Under the Immigration and Nationality Act, individuals who have committed what are considered crimes involving moral turpitude are in most circumstances ineligible for permanent residence. Depending on when the crime was committed and the individual’s prior criminal history, it may also make him or her removable. (Please note that certain exceptions apply to these general rules and some individuals may be eligible for a waiver). A crime involving moral turpitude refers generally to conduct that is morally reprehensible and intrinsically wrong.
Recently the US Court of Appeals for the Fourth Circuit, which includes VA, MD and DC, had the opportunity to review the way the Board of Immigration Appeals analyzes whether a state criminal infraction constitutes a crime involving moral turpitude. In Matter of Silva-Trevino, 24 I&N Dec. 687 (A.G. 2008), the Attorney General implored the BIA and Immigration Courts to implement a three step analysis to decide whether the state criminal conviction amounts to a crime involving moral turpitude. The Attorney General added an additional step to the two-part test that had previously been in place. In determining whether a conviction under a state statute equates to crime involving moral turpitude under the INA, the Immigration Judge will first evaluate the statue to determine whether it categorically includes or excludes crimes involving moral turpitude. If this is the case than the inquiry ends there. If however the statute is divisible and contains some actions that constitute a crime involving moral turpitude and some that do not, the Immigration Judge looks to the documents that constitute the record of conviction (in a guilty plea this includes the charging document, the plea agreement, the plea colloquy, and any explicit findings of fact made by the trial judge) to see if it can be determined whether the individual was convicted for the portion that is a crime involving moral turpitude or not. If this cannot be determined than the Immigration Judge cannot find that the individual has committed an crime involving moral turpitude.
In Matter of Silva-Trevino, supra, the Attorney General extended the inquiry out one more step in those cases where a review of the record is vague as to which portion of the statute the respondent was convicted. In these cases, the Attorney General authorized the Immigration Judges to consider evidence beyond the record of conviction to the extent they deem it necessary and appropriate.

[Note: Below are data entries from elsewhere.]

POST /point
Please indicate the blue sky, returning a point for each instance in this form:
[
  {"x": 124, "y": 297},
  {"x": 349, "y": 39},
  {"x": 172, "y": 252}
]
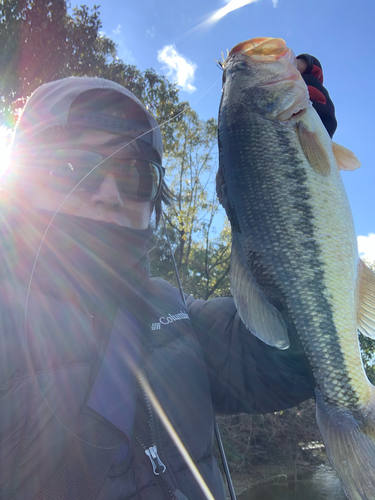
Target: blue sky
[{"x": 175, "y": 38}]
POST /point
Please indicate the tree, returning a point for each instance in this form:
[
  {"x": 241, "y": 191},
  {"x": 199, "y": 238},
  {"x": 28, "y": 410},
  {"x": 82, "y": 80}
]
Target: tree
[
  {"x": 202, "y": 256},
  {"x": 41, "y": 42}
]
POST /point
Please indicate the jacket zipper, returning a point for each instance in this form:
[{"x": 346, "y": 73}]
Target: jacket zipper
[{"x": 158, "y": 467}]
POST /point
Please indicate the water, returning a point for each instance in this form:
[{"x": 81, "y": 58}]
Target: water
[{"x": 322, "y": 484}]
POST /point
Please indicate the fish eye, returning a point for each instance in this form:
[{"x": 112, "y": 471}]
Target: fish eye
[{"x": 240, "y": 65}]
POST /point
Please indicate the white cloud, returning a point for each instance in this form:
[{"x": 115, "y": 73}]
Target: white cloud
[
  {"x": 231, "y": 5},
  {"x": 117, "y": 31},
  {"x": 366, "y": 247},
  {"x": 151, "y": 32},
  {"x": 179, "y": 68}
]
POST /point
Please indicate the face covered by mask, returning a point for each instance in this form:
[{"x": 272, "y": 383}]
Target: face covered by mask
[{"x": 95, "y": 257}]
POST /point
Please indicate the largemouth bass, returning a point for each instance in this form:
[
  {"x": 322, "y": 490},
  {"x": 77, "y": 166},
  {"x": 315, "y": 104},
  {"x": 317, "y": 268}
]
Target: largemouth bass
[{"x": 295, "y": 264}]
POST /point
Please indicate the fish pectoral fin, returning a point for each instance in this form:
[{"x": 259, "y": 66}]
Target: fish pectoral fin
[
  {"x": 259, "y": 316},
  {"x": 366, "y": 300},
  {"x": 346, "y": 159},
  {"x": 314, "y": 150}
]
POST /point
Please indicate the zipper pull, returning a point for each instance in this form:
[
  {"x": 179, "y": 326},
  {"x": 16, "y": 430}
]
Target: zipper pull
[{"x": 157, "y": 465}]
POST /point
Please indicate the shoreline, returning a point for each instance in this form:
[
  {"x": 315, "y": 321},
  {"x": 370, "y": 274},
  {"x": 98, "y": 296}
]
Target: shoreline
[{"x": 279, "y": 474}]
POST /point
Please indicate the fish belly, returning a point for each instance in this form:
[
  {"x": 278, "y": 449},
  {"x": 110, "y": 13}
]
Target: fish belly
[{"x": 299, "y": 240}]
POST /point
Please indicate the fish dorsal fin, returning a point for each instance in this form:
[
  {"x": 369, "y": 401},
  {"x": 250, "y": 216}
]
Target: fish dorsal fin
[
  {"x": 314, "y": 150},
  {"x": 346, "y": 159},
  {"x": 260, "y": 317},
  {"x": 366, "y": 300}
]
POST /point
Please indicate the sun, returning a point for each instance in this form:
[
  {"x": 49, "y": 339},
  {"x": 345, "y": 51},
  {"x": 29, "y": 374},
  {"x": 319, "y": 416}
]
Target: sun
[{"x": 5, "y": 135}]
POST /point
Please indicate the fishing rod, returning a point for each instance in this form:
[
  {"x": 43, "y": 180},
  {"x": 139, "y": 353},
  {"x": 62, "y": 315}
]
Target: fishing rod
[{"x": 216, "y": 427}]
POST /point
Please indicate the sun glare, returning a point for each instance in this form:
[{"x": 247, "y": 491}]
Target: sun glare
[{"x": 5, "y": 135}]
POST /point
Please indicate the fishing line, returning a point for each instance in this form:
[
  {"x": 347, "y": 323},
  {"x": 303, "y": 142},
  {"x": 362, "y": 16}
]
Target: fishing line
[{"x": 41, "y": 244}]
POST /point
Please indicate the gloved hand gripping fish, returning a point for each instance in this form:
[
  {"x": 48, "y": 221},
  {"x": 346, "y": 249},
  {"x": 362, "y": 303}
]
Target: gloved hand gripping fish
[{"x": 295, "y": 263}]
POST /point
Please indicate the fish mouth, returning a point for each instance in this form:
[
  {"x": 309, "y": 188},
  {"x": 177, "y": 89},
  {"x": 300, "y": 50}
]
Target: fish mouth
[{"x": 262, "y": 47}]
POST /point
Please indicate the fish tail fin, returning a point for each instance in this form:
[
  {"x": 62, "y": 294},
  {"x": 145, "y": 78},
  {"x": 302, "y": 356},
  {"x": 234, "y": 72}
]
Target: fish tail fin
[{"x": 349, "y": 438}]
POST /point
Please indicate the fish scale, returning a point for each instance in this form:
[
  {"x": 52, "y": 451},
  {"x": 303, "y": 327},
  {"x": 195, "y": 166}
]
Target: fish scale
[
  {"x": 292, "y": 216},
  {"x": 294, "y": 264}
]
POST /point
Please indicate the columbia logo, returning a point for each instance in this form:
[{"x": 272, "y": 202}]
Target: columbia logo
[{"x": 165, "y": 320}]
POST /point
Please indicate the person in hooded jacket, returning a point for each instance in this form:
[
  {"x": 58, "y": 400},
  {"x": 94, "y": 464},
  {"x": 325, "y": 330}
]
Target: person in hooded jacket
[{"x": 98, "y": 360}]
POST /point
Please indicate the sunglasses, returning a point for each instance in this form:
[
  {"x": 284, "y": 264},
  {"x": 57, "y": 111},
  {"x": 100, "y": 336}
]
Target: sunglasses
[{"x": 137, "y": 178}]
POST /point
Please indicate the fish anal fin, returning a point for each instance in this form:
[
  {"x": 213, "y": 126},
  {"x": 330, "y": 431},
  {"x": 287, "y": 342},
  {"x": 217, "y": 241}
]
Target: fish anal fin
[
  {"x": 349, "y": 440},
  {"x": 260, "y": 317},
  {"x": 366, "y": 300},
  {"x": 313, "y": 149},
  {"x": 346, "y": 159}
]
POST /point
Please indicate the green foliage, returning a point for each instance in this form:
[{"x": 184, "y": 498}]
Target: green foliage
[
  {"x": 40, "y": 42},
  {"x": 279, "y": 437},
  {"x": 202, "y": 256}
]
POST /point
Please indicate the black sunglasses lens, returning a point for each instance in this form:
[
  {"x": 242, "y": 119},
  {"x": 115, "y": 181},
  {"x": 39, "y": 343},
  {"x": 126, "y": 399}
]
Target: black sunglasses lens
[
  {"x": 140, "y": 179},
  {"x": 137, "y": 178}
]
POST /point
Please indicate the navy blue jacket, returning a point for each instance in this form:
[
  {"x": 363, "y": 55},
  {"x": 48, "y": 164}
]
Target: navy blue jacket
[{"x": 196, "y": 362}]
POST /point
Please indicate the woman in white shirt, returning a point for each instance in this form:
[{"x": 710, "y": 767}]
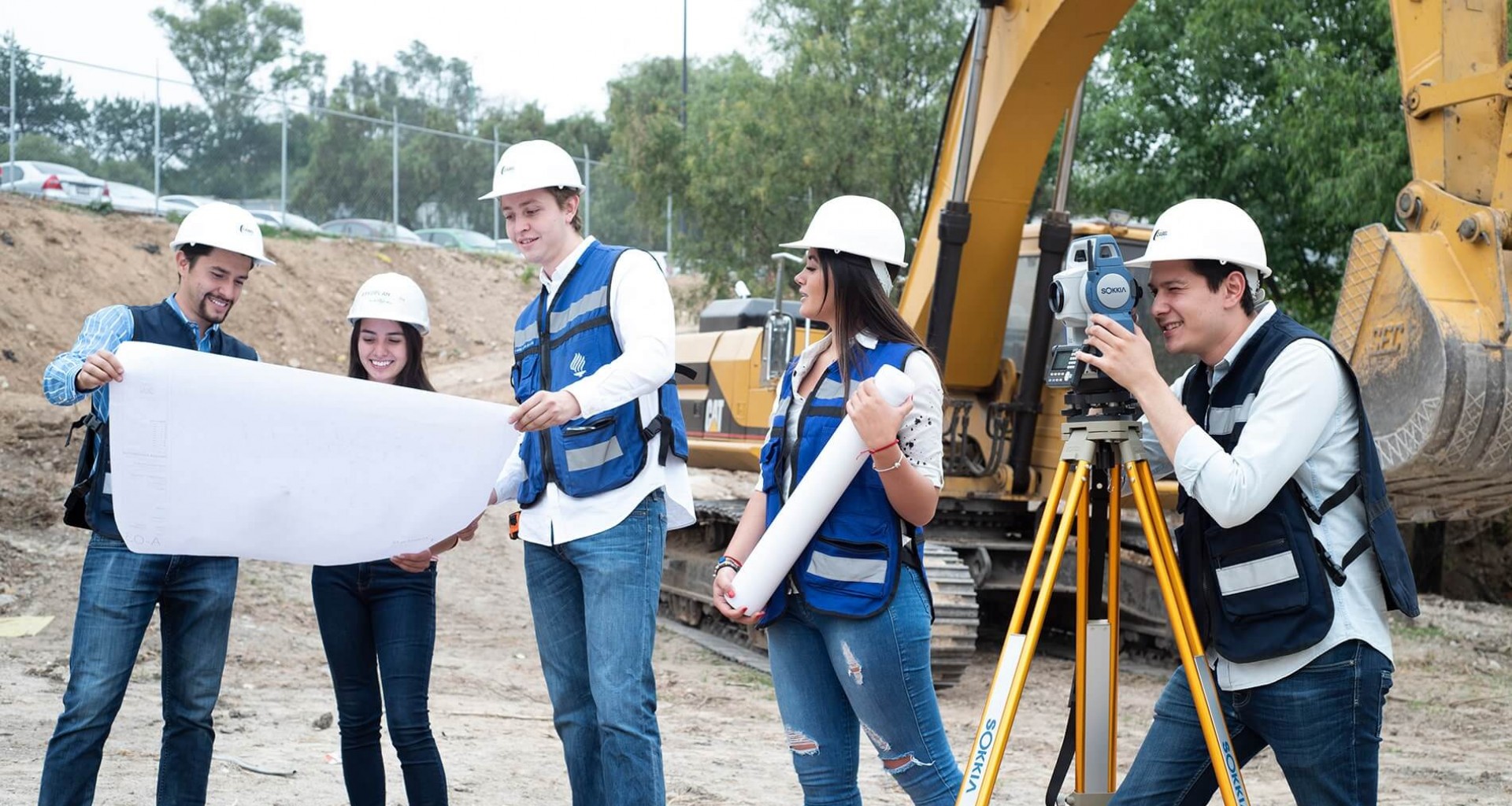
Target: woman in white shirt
[{"x": 849, "y": 631}]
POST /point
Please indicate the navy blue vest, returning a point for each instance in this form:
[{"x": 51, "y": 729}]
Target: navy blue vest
[
  {"x": 1262, "y": 590},
  {"x": 161, "y": 326},
  {"x": 851, "y": 564},
  {"x": 555, "y": 346}
]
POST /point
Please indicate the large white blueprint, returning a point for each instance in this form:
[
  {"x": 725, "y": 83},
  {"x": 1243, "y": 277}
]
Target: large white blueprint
[{"x": 224, "y": 457}]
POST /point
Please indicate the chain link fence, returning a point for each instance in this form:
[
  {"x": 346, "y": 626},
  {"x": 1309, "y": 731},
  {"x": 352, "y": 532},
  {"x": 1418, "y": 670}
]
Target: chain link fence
[{"x": 156, "y": 139}]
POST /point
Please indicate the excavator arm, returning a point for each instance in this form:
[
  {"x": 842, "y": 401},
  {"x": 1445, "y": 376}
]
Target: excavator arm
[{"x": 1425, "y": 313}]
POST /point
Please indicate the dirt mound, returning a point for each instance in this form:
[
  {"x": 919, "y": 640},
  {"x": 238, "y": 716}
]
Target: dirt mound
[{"x": 61, "y": 264}]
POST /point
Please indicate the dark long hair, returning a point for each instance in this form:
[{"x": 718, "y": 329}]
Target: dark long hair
[
  {"x": 861, "y": 306},
  {"x": 413, "y": 372}
]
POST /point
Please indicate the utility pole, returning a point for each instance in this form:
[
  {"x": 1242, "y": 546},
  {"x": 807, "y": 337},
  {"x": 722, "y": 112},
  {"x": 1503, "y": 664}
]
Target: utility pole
[
  {"x": 284, "y": 170},
  {"x": 158, "y": 136},
  {"x": 495, "y": 202},
  {"x": 13, "y": 98},
  {"x": 397, "y": 172}
]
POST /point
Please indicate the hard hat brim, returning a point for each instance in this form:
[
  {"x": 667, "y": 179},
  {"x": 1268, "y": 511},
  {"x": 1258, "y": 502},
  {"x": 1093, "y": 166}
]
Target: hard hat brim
[
  {"x": 1145, "y": 262},
  {"x": 258, "y": 262},
  {"x": 507, "y": 191}
]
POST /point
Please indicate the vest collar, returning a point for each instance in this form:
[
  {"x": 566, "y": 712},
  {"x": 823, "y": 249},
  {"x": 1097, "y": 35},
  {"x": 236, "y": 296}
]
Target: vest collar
[
  {"x": 554, "y": 283},
  {"x": 1262, "y": 316},
  {"x": 867, "y": 341},
  {"x": 172, "y": 305}
]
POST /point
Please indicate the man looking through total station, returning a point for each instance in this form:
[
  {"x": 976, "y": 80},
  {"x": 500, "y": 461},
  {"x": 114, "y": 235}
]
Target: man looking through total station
[{"x": 1288, "y": 551}]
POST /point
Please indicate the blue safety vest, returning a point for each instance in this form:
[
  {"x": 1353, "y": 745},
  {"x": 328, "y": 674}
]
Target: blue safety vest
[
  {"x": 1262, "y": 590},
  {"x": 161, "y": 326},
  {"x": 851, "y": 564},
  {"x": 560, "y": 344}
]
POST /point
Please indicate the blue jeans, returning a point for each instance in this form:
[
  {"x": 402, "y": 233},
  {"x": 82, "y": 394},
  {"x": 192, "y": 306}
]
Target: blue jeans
[
  {"x": 117, "y": 594},
  {"x": 836, "y": 678},
  {"x": 378, "y": 620},
  {"x": 1323, "y": 723},
  {"x": 595, "y": 608}
]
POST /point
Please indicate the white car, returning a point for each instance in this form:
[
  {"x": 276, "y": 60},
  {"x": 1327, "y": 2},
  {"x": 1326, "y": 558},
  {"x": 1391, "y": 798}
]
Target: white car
[
  {"x": 284, "y": 221},
  {"x": 54, "y": 182},
  {"x": 180, "y": 203},
  {"x": 129, "y": 198}
]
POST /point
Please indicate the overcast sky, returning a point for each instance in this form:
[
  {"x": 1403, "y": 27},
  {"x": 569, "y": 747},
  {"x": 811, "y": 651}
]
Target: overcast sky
[{"x": 557, "y": 54}]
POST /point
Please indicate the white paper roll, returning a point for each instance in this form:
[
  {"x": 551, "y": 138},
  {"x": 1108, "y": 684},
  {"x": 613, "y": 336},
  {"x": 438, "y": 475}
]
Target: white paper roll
[{"x": 810, "y": 504}]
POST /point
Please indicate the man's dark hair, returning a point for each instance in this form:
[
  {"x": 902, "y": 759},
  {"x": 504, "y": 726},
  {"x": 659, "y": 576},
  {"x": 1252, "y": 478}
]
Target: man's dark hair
[
  {"x": 561, "y": 195},
  {"x": 413, "y": 372},
  {"x": 195, "y": 251},
  {"x": 1217, "y": 271}
]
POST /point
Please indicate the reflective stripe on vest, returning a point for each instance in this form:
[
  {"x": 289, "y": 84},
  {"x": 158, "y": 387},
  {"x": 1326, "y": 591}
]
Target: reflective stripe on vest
[{"x": 555, "y": 346}]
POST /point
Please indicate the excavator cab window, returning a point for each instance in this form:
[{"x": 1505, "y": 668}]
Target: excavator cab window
[{"x": 776, "y": 346}]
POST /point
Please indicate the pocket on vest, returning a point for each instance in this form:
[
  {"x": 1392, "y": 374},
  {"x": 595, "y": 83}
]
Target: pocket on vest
[
  {"x": 590, "y": 446},
  {"x": 769, "y": 466},
  {"x": 524, "y": 375},
  {"x": 1258, "y": 578},
  {"x": 849, "y": 578}
]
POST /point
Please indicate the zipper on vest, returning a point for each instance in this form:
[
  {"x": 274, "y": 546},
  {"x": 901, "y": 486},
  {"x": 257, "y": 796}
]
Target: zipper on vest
[{"x": 543, "y": 336}]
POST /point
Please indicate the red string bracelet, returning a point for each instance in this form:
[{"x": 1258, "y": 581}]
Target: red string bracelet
[{"x": 874, "y": 451}]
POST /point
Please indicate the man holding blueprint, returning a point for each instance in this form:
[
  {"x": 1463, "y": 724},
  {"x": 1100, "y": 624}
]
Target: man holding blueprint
[{"x": 215, "y": 250}]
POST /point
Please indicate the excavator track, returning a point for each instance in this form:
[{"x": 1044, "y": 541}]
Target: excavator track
[{"x": 687, "y": 597}]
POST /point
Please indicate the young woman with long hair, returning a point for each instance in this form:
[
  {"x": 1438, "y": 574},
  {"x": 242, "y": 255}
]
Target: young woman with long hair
[
  {"x": 378, "y": 619},
  {"x": 849, "y": 631}
]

In a recent case, Prudencio v. Holder, 2012 U.S. App. LEXIS 1693, the Fourth Circuit rejected the approach set forth by the Attorney General in Silva-Trevino, supra. In so doing, the Fourth Circuit emphasized that the proper analysis includes only the first two steps and review by the Immigration Judge of matters outside of the record of conviction is improper. The Court noted that often the documents considered by the Immigration Judge as part of the third-step in Silva-Trevino, include police reports, pre-sentencing reports and others that are based on hearsay and contain facts not proven beyond a reasonable doubt or even considered by the Immigration Judge and/or respondent / defendant. Prudencio v. Holder puts the emphasis back on the official documents of record as well as the specific statutory elements for immigration officials determining whether a state conviction is a crime involving moral turpitude and avoids a re-trying of the facts of the underlying criminal hearing.